We’re investigating the nature of these Innovation Engines in a series of What To Think podcasts, sponsored by Pivotal Tracker, and columns by VentureBeat editor at large Dylan Tweney. Tune in here to learn the secrets behind the tech world’s most successful platforms.
In this week’s podcast, we kick off an occasional series of interviews with platform builders: the founders and inventors who are creating software platforms upon which others are able to build things.

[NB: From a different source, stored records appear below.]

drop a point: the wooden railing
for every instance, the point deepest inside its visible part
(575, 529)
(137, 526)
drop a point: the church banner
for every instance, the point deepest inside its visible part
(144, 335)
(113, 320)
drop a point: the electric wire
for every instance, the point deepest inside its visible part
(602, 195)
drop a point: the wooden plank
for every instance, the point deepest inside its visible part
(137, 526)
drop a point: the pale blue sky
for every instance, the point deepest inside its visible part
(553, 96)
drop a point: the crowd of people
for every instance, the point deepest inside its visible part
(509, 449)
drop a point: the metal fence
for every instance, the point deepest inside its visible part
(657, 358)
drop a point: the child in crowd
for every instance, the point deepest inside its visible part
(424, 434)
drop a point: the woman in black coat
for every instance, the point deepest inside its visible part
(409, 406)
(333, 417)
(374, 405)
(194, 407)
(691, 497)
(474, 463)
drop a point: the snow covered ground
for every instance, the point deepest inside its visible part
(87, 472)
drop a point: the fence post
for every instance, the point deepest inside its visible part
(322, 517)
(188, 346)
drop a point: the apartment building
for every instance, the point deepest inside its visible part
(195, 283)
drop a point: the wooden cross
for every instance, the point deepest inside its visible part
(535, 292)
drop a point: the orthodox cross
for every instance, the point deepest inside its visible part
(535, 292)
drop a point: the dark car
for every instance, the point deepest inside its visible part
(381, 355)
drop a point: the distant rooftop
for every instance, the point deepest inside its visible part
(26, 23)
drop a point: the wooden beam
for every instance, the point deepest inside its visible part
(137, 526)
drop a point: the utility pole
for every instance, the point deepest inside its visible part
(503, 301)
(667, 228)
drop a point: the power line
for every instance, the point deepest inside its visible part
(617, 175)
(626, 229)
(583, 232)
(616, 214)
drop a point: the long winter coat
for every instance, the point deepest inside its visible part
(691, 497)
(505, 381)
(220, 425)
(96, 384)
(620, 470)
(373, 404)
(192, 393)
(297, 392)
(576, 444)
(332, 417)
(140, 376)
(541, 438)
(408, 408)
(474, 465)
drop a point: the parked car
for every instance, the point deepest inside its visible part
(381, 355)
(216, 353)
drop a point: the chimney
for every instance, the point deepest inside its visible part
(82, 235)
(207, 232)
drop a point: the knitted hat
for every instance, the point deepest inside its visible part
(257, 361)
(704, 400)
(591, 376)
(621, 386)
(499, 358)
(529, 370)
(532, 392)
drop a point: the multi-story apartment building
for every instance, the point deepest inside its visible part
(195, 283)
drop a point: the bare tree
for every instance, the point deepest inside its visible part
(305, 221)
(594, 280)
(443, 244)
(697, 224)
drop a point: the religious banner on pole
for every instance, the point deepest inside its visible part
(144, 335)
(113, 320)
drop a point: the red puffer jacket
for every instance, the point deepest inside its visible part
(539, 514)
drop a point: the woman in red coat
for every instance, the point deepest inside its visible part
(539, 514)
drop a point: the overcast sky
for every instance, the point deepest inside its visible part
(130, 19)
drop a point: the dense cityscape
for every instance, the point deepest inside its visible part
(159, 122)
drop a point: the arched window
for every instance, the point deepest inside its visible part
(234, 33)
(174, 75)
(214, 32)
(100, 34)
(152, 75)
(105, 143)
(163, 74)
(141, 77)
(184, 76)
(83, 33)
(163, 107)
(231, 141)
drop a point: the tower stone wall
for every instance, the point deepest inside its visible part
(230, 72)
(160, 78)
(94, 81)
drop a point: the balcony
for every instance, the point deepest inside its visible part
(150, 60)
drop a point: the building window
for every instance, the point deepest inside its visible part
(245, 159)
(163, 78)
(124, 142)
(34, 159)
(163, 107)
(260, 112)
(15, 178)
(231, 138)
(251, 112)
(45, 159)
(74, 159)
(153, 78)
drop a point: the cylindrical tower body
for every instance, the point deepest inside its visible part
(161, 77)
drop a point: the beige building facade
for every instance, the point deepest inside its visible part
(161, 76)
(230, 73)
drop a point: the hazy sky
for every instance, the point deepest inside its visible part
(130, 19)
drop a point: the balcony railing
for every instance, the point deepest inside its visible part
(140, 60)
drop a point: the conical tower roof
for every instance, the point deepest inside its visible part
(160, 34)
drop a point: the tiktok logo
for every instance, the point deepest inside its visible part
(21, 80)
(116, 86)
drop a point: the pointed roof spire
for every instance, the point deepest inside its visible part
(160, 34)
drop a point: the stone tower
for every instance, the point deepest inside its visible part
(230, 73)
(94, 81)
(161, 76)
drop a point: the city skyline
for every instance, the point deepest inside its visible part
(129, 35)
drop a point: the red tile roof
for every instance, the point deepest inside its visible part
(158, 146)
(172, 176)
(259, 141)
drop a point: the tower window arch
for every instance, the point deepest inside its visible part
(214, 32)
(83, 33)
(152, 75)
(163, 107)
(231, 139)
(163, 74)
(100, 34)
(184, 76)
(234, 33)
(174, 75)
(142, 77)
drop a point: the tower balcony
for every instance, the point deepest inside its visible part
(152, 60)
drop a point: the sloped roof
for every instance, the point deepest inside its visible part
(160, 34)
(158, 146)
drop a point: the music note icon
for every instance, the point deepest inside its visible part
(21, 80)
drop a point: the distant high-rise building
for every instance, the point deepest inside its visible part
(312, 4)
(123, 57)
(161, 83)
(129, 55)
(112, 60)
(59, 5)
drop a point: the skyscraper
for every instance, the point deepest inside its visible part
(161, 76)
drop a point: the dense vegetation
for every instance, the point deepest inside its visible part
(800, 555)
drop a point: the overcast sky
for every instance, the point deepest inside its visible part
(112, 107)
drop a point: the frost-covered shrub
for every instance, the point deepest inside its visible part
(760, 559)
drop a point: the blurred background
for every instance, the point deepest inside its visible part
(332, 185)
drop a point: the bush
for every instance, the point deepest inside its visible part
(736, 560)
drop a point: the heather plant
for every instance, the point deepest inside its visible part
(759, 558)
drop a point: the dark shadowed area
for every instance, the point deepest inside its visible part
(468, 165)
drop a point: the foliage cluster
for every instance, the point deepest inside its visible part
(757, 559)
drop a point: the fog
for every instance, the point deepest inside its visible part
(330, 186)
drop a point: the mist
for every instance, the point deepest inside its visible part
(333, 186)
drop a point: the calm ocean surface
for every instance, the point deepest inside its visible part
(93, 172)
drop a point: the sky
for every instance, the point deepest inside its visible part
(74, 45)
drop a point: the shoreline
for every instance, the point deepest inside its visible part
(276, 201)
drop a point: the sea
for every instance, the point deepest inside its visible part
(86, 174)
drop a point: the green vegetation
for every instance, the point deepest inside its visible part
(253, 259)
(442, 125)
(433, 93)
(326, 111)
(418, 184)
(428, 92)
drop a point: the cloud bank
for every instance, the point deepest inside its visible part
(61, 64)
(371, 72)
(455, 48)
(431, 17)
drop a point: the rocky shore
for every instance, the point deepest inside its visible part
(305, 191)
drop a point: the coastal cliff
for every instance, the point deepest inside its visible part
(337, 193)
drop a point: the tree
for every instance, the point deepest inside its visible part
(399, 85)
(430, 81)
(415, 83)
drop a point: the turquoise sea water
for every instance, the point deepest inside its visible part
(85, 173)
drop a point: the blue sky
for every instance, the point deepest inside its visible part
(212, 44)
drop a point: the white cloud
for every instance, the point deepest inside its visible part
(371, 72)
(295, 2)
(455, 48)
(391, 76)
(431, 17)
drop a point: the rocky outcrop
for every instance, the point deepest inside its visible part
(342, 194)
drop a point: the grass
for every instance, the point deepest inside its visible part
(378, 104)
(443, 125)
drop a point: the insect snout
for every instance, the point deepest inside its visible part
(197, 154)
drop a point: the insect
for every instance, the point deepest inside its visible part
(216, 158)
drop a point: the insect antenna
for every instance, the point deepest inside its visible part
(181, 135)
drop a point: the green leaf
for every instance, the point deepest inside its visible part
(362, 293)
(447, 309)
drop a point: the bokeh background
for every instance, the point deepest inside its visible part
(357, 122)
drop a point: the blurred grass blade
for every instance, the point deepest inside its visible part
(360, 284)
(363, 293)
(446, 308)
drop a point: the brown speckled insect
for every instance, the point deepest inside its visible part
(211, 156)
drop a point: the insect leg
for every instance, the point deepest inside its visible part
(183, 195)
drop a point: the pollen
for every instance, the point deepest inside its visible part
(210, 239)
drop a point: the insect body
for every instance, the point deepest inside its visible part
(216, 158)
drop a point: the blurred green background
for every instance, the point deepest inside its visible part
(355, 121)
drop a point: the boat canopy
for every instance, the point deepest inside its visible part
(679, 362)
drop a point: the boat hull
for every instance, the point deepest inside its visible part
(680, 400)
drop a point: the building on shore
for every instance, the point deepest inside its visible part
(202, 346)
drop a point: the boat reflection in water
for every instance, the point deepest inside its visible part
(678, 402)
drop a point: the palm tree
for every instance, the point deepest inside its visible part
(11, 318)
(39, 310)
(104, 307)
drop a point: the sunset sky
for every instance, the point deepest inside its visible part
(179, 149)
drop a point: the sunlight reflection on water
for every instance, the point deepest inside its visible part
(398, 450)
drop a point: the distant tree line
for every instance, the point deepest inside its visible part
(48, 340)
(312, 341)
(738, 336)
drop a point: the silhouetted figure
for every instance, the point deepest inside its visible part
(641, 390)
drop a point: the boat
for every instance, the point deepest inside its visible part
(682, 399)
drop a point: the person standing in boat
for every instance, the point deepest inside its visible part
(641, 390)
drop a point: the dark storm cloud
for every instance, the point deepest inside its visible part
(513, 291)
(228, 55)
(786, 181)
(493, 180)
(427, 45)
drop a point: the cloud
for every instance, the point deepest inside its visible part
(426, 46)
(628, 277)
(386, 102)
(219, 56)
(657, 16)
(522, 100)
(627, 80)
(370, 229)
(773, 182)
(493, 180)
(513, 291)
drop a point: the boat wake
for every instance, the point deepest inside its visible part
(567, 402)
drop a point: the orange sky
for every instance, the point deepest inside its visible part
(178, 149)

We’re calling this series “Innovation Engines.”
Our guest this week is Jeff Lawson, the founder and CEO of Twilio.
Twilio’s mission, as Lawson explains it, is to create developer tools that allow app makers to include communications features — phone, video calling, text messages — in their apps.
“We’ve wrapped the whole planet in this [communications] technology, yet how we actually interact with that technology has changed very little,” Lawson told us. “The phone app on an iPhone is still basically just a 12-button dialer. … It’s a flat-screen representation of a 150-year-old network.”
By providing tools for developers to integrate phone calls into their apps, Twilio is aiming to surpass that limitation. Instead of pushing you over to the phone dialer, an app might connect you with a customer service representative in real time, from within the app — without having to re-enter your customer number or confirm your name — and it’s Twilio’s tools that make that possible.
These tools have attracted a large and enthusiastic following to Twilio. Over 700,000 developers now use the platform.
In our conversation, Lawson talks about how the telecommunications world and the software world are converging, and why devoting time and thought to its API and its documentation has been critical to Twilio’s success as a platform.
Note: Twilio has reportedly recently raised a $100 million round of funding, valuing it at more than $1 billion. However, Lawson and Twilio did not confirm this funding during our conversation.
Plus, we tell you what to think about these interesting stories from VentureBeat:
- 96 percent of marketers say that personalized marketing is way, way harder than they expected.
- Kleiner Perkins partner and Internet analyst Mary Meeker says that we’re actually underspending by $25 billion in mobile advertising — a huge opportunity for companies that can figure out how to do it right.
- Apple recently refreshed its line of iPods — yes, you read that right — which prompted us to discuss what the future of the iPod might be and who, exactly, is still buying these things. Or, perhaps, we might see a 4-inch iPhone based on the current iPods.